Parallel wirbelt ein Jobangebot innerhalb des Verlages Julias Zukunftspläne durcheinander und beschert ihr einen Fernsehauftritt. Dort lernt sie den attraktiven Fernsehmoderator Andreas Neumann kennen. Julias Zweifel an Bennis Liebe werden größer und Julias Leben komplizierter. Und turbulent. Ein Spiel mit dem Feuer beginnt ...

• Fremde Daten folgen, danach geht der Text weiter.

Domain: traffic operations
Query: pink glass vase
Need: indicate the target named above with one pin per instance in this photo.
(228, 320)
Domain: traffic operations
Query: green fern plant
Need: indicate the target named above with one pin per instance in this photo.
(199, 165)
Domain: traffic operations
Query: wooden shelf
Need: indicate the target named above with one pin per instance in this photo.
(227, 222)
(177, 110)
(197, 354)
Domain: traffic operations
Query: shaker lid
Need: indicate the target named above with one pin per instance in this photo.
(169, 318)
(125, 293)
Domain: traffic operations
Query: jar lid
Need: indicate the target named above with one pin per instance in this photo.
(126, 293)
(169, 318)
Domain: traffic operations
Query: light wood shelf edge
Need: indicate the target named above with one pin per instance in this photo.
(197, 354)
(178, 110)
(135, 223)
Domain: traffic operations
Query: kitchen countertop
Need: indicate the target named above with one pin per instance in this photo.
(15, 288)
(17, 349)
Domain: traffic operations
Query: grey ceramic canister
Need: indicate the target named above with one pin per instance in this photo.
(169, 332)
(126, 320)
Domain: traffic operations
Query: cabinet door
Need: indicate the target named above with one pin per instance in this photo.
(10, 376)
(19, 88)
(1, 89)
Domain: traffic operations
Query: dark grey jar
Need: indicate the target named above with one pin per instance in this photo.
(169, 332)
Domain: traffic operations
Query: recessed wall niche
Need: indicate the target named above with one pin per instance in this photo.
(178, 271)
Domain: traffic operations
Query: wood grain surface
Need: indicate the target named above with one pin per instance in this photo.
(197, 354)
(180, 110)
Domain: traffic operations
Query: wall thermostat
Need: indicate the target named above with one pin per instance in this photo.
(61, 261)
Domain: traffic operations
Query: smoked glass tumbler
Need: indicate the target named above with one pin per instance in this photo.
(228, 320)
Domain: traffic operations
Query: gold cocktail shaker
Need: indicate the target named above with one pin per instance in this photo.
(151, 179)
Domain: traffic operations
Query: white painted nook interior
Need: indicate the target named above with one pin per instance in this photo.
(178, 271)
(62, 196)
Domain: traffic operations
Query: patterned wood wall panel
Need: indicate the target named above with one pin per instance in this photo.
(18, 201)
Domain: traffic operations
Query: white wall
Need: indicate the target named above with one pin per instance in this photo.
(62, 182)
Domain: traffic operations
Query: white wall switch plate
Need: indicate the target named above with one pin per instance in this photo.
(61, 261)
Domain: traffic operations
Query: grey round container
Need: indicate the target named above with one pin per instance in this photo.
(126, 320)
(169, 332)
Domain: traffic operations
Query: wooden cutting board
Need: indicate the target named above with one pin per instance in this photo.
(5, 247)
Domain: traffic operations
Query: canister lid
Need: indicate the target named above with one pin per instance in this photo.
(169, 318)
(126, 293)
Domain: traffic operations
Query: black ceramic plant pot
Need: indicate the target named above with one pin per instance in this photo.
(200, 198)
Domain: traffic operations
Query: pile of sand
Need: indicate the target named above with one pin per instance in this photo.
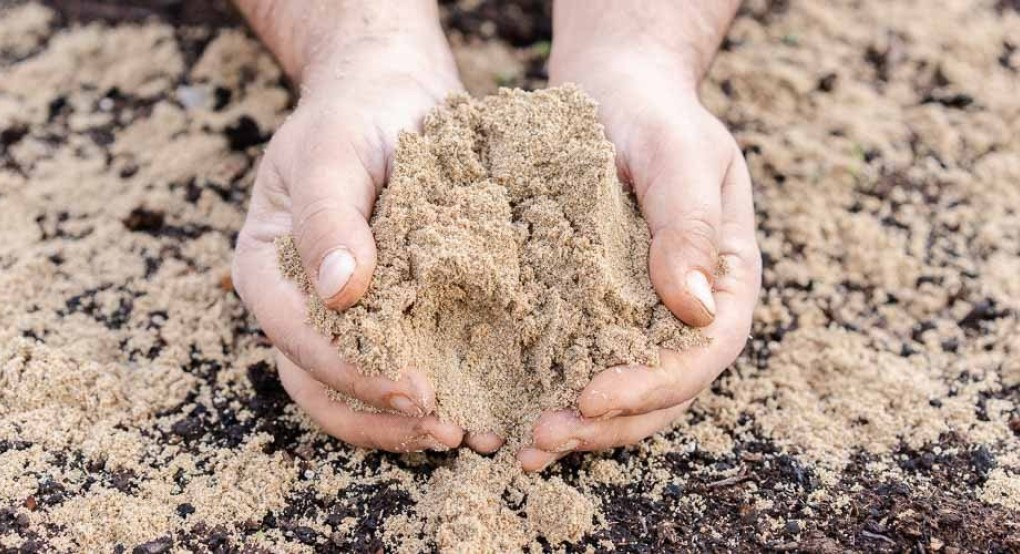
(876, 407)
(512, 267)
(512, 263)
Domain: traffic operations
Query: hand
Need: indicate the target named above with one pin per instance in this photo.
(694, 189)
(318, 181)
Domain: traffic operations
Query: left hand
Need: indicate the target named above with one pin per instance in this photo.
(692, 183)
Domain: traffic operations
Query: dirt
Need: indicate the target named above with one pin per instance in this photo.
(875, 407)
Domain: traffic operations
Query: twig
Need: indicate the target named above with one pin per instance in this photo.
(877, 537)
(728, 482)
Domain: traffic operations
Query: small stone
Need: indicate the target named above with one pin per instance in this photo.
(193, 97)
(159, 546)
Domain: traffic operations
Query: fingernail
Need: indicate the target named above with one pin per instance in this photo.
(436, 445)
(700, 288)
(335, 271)
(568, 446)
(403, 404)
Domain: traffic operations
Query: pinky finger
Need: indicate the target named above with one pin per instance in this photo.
(380, 431)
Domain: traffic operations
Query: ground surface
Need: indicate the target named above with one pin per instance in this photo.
(876, 407)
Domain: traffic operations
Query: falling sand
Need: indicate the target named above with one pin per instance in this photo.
(512, 267)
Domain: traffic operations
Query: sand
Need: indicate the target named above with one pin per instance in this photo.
(512, 263)
(875, 409)
(512, 267)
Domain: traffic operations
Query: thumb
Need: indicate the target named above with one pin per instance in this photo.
(333, 200)
(682, 207)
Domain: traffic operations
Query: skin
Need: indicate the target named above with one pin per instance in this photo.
(368, 69)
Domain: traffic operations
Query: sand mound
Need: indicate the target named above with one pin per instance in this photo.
(512, 263)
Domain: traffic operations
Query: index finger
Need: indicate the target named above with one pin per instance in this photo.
(680, 375)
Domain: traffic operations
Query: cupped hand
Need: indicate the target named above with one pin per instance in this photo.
(318, 181)
(693, 186)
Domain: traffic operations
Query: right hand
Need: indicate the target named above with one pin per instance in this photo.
(318, 181)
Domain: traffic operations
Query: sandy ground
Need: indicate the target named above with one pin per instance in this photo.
(875, 408)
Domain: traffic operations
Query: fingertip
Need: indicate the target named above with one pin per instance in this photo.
(447, 435)
(679, 272)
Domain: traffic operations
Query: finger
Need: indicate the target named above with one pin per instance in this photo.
(680, 375)
(566, 431)
(533, 459)
(379, 431)
(332, 193)
(483, 443)
(279, 308)
(681, 203)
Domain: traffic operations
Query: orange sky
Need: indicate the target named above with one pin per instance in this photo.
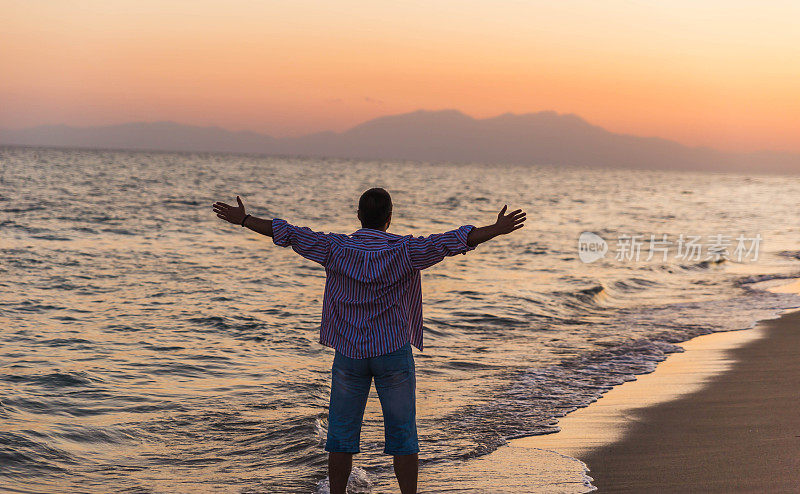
(721, 74)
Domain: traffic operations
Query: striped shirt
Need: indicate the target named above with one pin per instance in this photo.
(373, 296)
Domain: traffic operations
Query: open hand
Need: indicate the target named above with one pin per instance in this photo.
(230, 213)
(507, 223)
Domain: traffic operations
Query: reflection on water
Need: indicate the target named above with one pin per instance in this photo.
(148, 347)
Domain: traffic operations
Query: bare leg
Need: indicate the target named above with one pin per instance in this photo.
(406, 469)
(339, 466)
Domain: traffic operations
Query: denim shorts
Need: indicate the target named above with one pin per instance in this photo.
(395, 381)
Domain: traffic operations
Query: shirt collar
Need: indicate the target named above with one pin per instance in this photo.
(371, 232)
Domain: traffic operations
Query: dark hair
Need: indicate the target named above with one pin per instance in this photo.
(375, 206)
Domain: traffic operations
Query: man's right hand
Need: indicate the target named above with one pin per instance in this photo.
(231, 214)
(507, 223)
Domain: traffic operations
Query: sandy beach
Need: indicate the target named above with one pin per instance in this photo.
(740, 433)
(720, 417)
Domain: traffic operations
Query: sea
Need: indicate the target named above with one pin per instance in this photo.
(146, 346)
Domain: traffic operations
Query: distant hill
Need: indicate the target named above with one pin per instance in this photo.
(449, 135)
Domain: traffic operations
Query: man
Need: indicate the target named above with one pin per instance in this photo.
(371, 315)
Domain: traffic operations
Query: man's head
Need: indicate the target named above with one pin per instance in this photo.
(375, 209)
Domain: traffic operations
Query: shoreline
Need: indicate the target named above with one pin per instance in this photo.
(738, 433)
(722, 416)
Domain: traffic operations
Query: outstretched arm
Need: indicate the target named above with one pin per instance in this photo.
(237, 216)
(505, 224)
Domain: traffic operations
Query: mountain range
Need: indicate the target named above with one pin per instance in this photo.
(435, 136)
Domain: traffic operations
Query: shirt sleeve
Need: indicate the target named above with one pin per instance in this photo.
(427, 251)
(309, 244)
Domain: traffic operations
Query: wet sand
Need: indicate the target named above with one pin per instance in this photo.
(739, 433)
(723, 416)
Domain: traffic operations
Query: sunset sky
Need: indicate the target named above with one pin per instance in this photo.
(724, 74)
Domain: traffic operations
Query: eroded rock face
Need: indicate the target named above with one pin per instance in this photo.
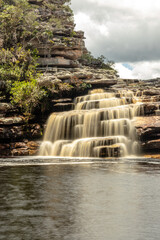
(148, 130)
(65, 45)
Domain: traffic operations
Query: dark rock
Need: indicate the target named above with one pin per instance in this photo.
(102, 83)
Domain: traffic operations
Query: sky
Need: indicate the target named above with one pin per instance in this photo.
(124, 31)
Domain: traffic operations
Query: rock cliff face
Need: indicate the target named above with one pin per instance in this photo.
(63, 45)
(59, 50)
(148, 125)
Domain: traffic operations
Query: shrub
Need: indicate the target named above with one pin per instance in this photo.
(26, 95)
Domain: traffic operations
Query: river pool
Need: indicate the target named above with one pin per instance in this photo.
(79, 199)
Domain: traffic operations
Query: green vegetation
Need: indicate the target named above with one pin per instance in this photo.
(18, 59)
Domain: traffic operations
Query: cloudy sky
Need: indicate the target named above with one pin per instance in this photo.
(125, 31)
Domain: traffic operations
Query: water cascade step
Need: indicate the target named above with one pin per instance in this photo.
(101, 125)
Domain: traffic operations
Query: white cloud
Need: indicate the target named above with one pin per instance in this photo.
(140, 70)
(123, 31)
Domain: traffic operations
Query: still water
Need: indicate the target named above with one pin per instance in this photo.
(113, 200)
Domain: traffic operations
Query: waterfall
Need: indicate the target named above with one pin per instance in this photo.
(101, 125)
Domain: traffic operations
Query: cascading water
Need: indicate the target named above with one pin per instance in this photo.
(100, 126)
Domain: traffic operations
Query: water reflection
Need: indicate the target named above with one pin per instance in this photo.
(80, 202)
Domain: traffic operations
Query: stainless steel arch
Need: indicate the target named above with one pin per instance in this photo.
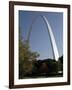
(50, 33)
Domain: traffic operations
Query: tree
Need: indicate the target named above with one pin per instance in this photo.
(26, 58)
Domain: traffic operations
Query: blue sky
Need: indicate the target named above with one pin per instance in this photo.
(39, 39)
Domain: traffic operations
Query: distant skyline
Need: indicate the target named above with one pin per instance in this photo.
(39, 39)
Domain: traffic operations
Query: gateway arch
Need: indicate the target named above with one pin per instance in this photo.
(50, 33)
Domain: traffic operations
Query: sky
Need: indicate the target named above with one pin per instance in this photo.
(39, 38)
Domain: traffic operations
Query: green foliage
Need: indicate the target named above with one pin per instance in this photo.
(26, 58)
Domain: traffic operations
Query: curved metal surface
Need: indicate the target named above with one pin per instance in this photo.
(50, 33)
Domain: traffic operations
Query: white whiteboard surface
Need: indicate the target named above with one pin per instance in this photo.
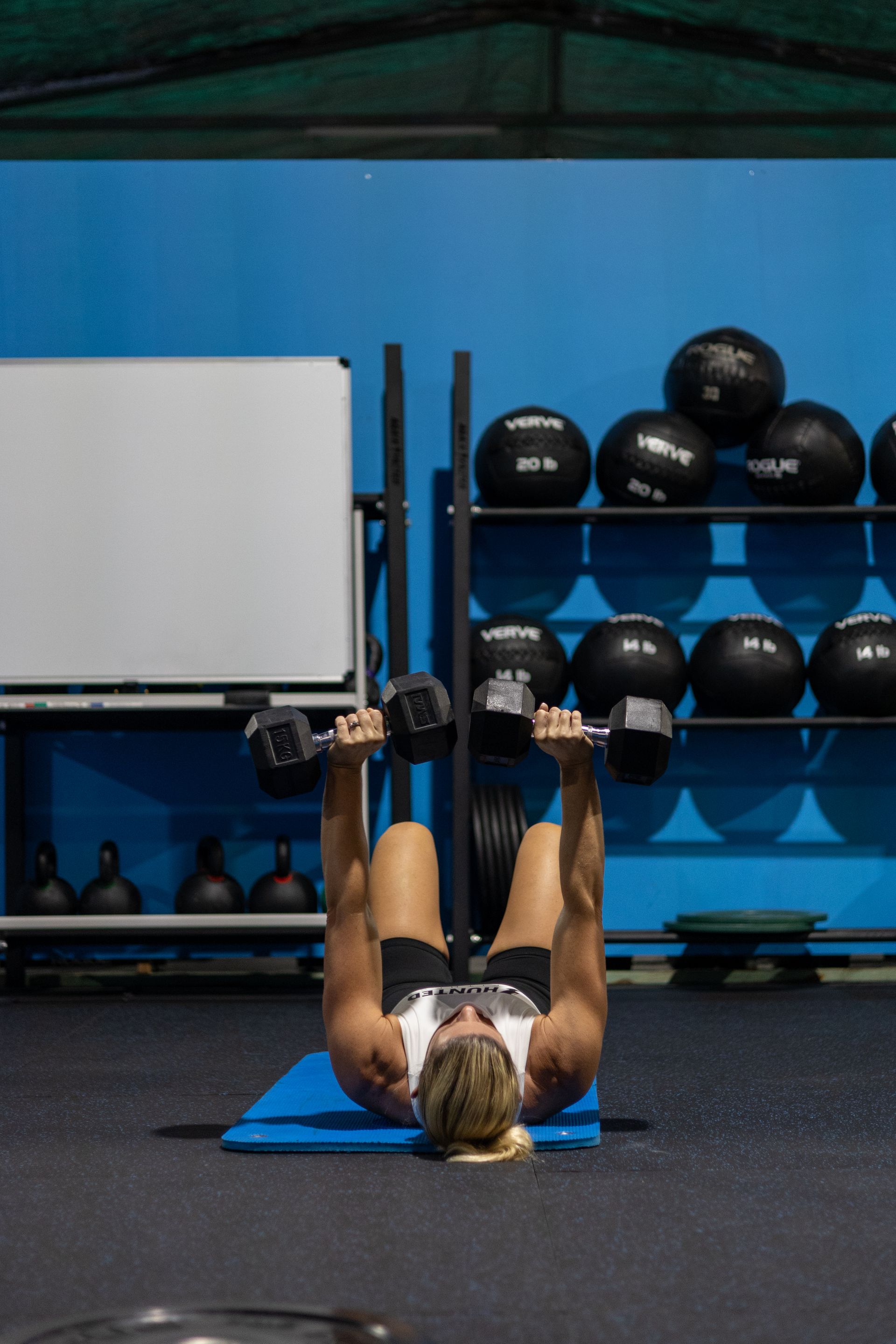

Ein Roman über die ganz große Liebe und das Glück. Und über die Schwierigkeit, den Alltag in der Liebe zu meistern.

 

Rezension:

 

„Champagnerküsschen“ die Fortsetzung von „Holunderküsschen“ ist endlich da. Erneut dürfen wir wieder ein Teil von Julia werden und mit ihr sämtliche Höhen und Tiefen erleben. Wir dürfen miterleben wie es zu ersten beziehungsüblichen Missverständnissen kommt, tiefgreifende Änderungen ihrer besten Freundin, und natürlich dürfen wir auch wieder mit Harald mitleiden und uns mitfreuen. Als kleines Highlight kommt uns auch Sergej näher, der in „Holunderküsschen“ überwiegend eine Nebenrolle spielt, hier aber tatsächlich mit in den Vordergrund rückt. Interessanterweise knüpft die Geschichte nicht nahtlos an „Holunderküsschen“ an, sondern startet erst nach einem harmonischen Liebesjahr. Erst als der Alltag tatsächlich einschleicht, erleben wir wie es mit Julia und Benni weitergeht.

 

Jetzt habe ich lange überlegt wie ich meine Gedanken gegenüber Champagnerküsschen besonders effektiv  ausdrücken soll und versuche es auf die einfachste Weise! Das Buch ist toll! Einfach nur toll! Martina Gercke hat einen wunderbaren Schreibstil. Der liest sich flott, und kommt zum Punkt. Martina Gercke hat es, wie schon in Holunderküsschen, geschafft eine äußerst gelungene Balance aus Story und Humor zu schaffen! Die Witze bauen sich auf, man weiß, typisch für Chick Lit, was passieren wird und man lacht noch lange in sich hinein. Die Witze fallen  nicht nach dem „Gag“ hinten runter in einem flotten Szenenwechsel, sondern werden nochmal aufgearbeitet, wodurch sie aber nicht an Humor verlieren sondern man muss einfach immer und immer wieder drüber lachen! Das führt dazu das einem Champagnerküsschen noch lange nach Ende der Geschichte immer wieder in den Sinn kommt! Als kleiner Running gag gefällt es mir besonders wenn Sergej „spricht“! Diese Art uns seinen Akzent näher zu bringen hat mich jedes zum Lachen gebracht!

 

Wie die Geschichte nach all den Turbolenzen ausgeht verrate ich natürlich nicht, aber ich erwarte unbedingt eine Fortsetzung, denn Julia und Benni haben noch verdammt viel Potential.